Дэнис опустил Ширин на пол, сел на диванчик. Тотчас на колени к нему вспрыгнул Гюйс.
— Господи, до чего же ты уродлив, малыш! — говорил Дэнис, почесывая грудку бостонтерьера. — Феноменально уродлив и феноменально симпатичен!..
— Сэр, за сколько дней можно на лодке добраться отсюда до этих островов? — Мервин неотрывно смотрел на картину.
— Это зависит, — Дэнис улыбнулся, — по меньшей мере от трех обстоятельств: какая лодка, какие дни и какой мореплаватель.
— Двухвесельная шлюпка, безоблачные дни, выносливый путешественник, — быстро, без запинки ответил Мервин.
— О-о-о, дружище, — воскликнул на этот раз без тени улыбки художник, — я вижу, вас серьезно интересует возможность столь отважного, но и не менее рискованного предприятия!
— А почему бы и нет, сэр? Разве право покорять океанские просторы принадлежит только Туру Хейердалу или сэру Чичестеру?
— Кто это здесь замахивается на лавры неутомимого норвежца и нестареющего британца? — веселый густой бас заполнил комнату — вошел Седрик Томпсон. — Кому мерещатся богатства Дрейка и слава Кука? Тебе, Мервин? Молодец! В пятнадцать лет каждый из нас мечтает найти свою Атлантиду. Увы, далеко не каждому это удается! — Он подошел к Джун, поцеловал ее, уселся на диванчик рядом с Дэнисом.

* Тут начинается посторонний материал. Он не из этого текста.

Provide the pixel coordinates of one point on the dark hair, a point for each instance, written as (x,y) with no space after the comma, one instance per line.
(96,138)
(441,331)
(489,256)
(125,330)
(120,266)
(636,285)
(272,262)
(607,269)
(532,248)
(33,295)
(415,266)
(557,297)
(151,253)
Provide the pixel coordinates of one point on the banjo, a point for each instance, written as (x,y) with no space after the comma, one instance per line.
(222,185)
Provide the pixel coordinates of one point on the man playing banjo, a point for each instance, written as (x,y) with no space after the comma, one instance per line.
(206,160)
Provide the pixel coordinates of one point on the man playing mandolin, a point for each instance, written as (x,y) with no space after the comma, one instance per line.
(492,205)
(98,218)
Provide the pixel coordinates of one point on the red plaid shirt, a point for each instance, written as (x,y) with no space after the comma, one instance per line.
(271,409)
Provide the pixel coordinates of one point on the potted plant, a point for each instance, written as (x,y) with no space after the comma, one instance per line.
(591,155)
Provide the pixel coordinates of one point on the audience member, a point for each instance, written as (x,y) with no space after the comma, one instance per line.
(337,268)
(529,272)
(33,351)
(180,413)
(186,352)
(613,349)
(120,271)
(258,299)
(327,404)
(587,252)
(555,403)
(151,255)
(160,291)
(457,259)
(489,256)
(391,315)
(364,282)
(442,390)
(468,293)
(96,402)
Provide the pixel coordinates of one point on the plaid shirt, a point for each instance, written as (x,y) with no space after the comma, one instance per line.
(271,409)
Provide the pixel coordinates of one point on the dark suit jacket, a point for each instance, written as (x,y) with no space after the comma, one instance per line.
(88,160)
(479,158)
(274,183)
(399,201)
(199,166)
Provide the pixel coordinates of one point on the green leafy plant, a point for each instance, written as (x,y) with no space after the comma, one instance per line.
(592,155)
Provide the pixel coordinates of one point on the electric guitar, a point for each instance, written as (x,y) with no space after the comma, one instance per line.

Однако тут же встал, приблизился к картине и с минуту молча ее разглядывал. Потом снова сел.
— Вот видишь, успел выставиться в спальне твоей дочери! — улыбаясь, сказал Дэнис.
— Ну и что же, нравится публике? — насмешливо спросил Седрик.
— Не понимаю, почему ты смеешься, папочка? Картина, по-моему, замечательная!
— Я согласен с Джун, — сказал Мервин.
— Вполне разделяю вашу оценку, друзья! — согласился Седрик и усмехнулся. Недели три назад они с Дэнисом чуть не рассорились из-за этого полотна. Седрик настойчиво и почти сердито доказывал, что девушка не должна улыбаться. Это так диссонирует со всем настроением картины! И потом, кирпично-лиловые горы — они же убивают первозданность пейзажа. И вот перед ним то же полотно. Тот же океан, и берег, и джунгли. И девушка улыбается по-прежнему. Но — горы! Из бездыханных лиловых громад они превратились в живых оранжевых гигантов. И словно ожила, засветилась радостью внезапно обретенной гармонии вся картина. И девушка уже не казалась на ней лишней, она органично вписывалась в пейзаж.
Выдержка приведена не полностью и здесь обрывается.